Each Monday during the season, we will take a statistical look at the good and the bad in the Seattle Mariners system from the past seven days. Because of the club's schedule, we're a little off in timing for this season's first post, where we take a broader look, seeing which six players changed their stock the most during Spring Training.

Each Monday during the minor league season, I will give our readers a rundown of the best and worst from the minor league week that was within the Seattle Mariners system. The goal is to concentrate only on true prospects, but if any player has an exceptionally noteworthy good (or bad) week, he could appear here as well. The goal is to not only keep you up to date on the goings on, but to try and give you a better look of what talent is in the system by spreading the coverage around.

Here now is the extended Spring Training version of the hot and not so hot.


Vinnie Catricala - Tacoma Rainiers
Coming in to the spring, every Mariners fan had figured out who Catricala was, but the fact that he hadn't played above Double-A was still enough to allow some to be hesitant to accept the numbers he had managed to put up last season. Those doubts should be erased by now, after Vinnie posted a .313/.361/.531 slash line in 12 games in big league camp. And it wasn't just the numbers, he showed a very advanced approach at the plate with good discipline and got hits foul line to foul line.

Once he returned to minor league camp, the numbers just got downright silly. Catricala seemingly had at least one extra base hit in every minor league game and had several multi-hit games, too. He's slated to start the season in Tacoma, where he will work hard on his defense at third base. He could very well be the first player called up in 2012, and if he continues to hit, he may not return to the minor leagues.

Carlos Triunfel - Tacoma Rainiers
Triunfel has amazingly been written off by a lot of people that have just simply grown impatient. He's been rumored to have had maturity issues and did have some weight issues a few seasons back, but more than anything, many have just soured on his bat. Still just 22, his bat was showing very well in minor league camp this season as he was not only hitting the ball consistently, but hitting it hard and for extra bases.

Over the final three Triple-A matchups in minor league camp, Triunfel went 7-12 with every hit going for extra bases (five doubles, a triple and a home run). He gets good natural backspin and has a quick bat, he just needs to be a bit more selective. He isn't ideal defensively at shortstop but he isn't bad, either. A strong start in Tacoma to start the season could do wonders for his confidence.

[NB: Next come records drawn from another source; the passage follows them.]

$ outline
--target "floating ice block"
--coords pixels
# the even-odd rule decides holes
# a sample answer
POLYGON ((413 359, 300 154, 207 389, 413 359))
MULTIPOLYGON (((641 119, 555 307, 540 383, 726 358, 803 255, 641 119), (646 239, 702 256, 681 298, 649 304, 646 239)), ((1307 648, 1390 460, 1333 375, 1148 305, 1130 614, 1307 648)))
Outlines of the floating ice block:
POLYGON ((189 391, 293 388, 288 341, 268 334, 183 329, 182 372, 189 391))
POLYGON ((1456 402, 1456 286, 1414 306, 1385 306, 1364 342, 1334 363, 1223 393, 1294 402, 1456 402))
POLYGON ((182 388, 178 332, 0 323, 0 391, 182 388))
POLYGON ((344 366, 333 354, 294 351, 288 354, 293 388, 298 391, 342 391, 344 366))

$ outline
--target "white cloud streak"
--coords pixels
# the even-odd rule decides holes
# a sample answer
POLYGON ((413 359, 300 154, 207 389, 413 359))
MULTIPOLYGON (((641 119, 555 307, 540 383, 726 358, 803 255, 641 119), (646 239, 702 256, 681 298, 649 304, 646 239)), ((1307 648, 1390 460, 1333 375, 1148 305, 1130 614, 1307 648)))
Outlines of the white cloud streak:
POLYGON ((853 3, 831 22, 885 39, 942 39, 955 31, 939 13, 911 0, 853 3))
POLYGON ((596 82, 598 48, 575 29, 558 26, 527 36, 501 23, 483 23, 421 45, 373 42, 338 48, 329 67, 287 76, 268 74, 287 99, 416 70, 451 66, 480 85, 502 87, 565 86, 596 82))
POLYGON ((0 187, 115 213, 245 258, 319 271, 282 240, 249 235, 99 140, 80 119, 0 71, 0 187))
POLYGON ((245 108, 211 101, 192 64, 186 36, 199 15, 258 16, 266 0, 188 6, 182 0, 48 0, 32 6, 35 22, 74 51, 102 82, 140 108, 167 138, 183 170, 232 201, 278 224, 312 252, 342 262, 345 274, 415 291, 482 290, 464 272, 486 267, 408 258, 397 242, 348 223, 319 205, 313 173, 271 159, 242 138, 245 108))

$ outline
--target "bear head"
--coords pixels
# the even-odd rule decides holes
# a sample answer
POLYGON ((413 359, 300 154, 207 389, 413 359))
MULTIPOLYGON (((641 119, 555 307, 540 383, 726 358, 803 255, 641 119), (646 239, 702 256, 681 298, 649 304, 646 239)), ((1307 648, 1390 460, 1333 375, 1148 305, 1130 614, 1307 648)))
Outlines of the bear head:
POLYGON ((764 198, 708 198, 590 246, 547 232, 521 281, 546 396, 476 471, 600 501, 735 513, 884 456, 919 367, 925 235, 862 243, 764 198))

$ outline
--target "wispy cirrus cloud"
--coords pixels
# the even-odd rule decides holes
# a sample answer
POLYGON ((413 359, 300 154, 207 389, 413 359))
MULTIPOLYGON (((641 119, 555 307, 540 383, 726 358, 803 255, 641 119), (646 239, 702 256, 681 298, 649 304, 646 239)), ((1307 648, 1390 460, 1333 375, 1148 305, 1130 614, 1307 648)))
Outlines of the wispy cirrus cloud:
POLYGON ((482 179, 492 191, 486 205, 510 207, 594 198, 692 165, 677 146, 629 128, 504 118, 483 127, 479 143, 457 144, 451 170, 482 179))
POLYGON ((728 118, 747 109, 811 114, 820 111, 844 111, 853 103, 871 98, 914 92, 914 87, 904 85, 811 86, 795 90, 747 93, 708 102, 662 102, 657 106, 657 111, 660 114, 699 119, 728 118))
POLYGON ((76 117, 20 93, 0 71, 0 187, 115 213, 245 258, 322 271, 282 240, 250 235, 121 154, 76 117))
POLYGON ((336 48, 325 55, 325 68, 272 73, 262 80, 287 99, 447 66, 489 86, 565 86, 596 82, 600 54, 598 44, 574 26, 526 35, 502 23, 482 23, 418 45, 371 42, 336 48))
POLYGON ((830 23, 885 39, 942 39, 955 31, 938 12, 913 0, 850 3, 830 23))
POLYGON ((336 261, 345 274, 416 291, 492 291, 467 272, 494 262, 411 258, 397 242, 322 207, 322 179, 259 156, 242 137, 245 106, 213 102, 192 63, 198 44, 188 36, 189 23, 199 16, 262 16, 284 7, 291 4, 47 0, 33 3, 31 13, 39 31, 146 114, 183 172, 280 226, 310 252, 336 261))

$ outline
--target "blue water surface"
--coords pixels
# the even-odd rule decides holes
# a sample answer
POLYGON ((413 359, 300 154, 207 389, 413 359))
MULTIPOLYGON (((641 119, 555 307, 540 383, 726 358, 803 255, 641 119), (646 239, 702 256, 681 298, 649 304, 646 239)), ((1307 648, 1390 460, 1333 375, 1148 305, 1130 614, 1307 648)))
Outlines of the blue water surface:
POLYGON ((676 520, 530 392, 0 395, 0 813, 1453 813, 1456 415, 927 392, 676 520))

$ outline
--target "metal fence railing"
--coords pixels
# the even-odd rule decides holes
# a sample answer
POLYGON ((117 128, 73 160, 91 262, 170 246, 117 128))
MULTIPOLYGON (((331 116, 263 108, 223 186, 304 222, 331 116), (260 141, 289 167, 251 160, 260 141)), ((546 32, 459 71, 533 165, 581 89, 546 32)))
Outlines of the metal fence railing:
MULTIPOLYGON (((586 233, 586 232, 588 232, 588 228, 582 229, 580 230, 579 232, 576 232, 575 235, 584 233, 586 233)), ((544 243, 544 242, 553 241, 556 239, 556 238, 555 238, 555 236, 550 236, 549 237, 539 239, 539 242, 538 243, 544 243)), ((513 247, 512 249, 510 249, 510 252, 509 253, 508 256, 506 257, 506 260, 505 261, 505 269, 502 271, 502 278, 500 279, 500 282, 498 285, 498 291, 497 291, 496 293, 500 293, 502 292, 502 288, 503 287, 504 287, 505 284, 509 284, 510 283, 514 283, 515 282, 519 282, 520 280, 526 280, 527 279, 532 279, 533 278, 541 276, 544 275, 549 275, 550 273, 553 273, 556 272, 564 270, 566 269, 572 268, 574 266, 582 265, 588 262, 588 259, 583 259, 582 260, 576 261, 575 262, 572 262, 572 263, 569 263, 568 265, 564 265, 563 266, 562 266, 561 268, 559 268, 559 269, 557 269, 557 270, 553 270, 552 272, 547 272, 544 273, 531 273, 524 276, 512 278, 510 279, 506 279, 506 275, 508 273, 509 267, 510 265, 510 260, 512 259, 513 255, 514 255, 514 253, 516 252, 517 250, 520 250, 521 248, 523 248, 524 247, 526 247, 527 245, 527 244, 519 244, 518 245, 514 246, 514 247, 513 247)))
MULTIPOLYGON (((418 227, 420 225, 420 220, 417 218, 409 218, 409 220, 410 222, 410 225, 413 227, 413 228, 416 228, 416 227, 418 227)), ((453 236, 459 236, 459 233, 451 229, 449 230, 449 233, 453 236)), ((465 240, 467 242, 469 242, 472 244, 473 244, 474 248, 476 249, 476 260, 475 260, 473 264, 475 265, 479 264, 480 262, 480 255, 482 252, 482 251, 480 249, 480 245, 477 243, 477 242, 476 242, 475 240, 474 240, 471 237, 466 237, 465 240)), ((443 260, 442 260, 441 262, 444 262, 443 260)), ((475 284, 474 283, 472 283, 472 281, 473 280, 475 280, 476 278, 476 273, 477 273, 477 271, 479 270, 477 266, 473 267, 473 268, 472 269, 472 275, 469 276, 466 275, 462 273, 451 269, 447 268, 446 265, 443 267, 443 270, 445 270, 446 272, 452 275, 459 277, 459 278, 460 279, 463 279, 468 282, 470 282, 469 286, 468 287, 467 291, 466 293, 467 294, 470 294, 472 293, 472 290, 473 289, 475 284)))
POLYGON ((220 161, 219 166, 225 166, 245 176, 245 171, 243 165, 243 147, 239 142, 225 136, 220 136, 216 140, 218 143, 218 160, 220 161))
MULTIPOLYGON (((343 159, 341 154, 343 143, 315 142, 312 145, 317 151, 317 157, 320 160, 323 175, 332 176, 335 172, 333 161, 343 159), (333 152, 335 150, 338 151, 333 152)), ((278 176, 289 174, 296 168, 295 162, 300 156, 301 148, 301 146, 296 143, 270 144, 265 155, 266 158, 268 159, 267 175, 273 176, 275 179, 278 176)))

Guillermo Pimentel - Clinton LumberKings
During the radio broadcast on Sunday, Mariners Director of Minor League Operations Chris Gwynn mentioned that Pimentel had been given the "Control the Zone" award for his approach during minor league camp. That is encouraging to hear, because to this point in his career, controlling the strike zone is about the only thing missing from his game.

Big raw power is his best tool, but he has a good swing and quick, strong wrists that could allow him to hit for average, too. His assignment to Clinton should be a challenging one, but Pimentel certainly has the talent to not only handle it, but to excel there. If he can, he will move even further up the prospect charts for 2013.


Chance Ruffin - Tacoma Rainiers
Ruffin entered camp with what looked like a pretty firm grip on a big league bullpen spot, but the emergence of a few other arms paired with his control and command issues have him slated for Tacoma to start the year. Having pitched for the Mariners and Tigers at the big league level last season, it was only natural to expect him to progress this year and take hold of a late-inning job, so his assignment to Triple-A has to be seen as a disappointment.

When he's right, Ruffin uses his 92-95 fastball and wipeout slider to dominate right-handers, but his work this spring opened a few more concerns about his ability to consistently get left-handers out. The Mariners want him to be a late inning option, and he still could be, but he needs some more fine tuning in Triple-A.

Dennis Raben - High Desert Mavericks
Raben didn't exactly do terribly in camp this spring, as I've talked to two guys that saw him this year that still rave about his power, but at almost 25-years-old and in his 5th year since being drafted, the fact that the former 2nd round pick isn't in Double-A yet is a big disappointment. And, frankly, it doesn't bode well for his future.

Everyone knows about the injuries, but he is at the point in his career now that he needs to take a step forward in his game, and it just doesn't look like it has happened yet. We could be getting close to the point where it can't happen as part of the Mariners system.

Yoervis Medina - Jackson Generals
Medina, of course, had an atrocious statistical year in 2011, but his stuff is still good and his physical gifts are still tantalizing. He is also in his second season on the 40-man roster, but it looks as though he is slated again to head to Double-A Jackson.

He has good enough stuff to get strikeouts, but he isn't overpowering. If his command remains suspect, he will continue to get hit. Medina needs to right his ship this season, or the Mariners -- who are going to face some tough decisions soon on the 40-man roster -- may be forced to make a tough decision soon and let him go or try to sneak him through waivers in a numbers crunch.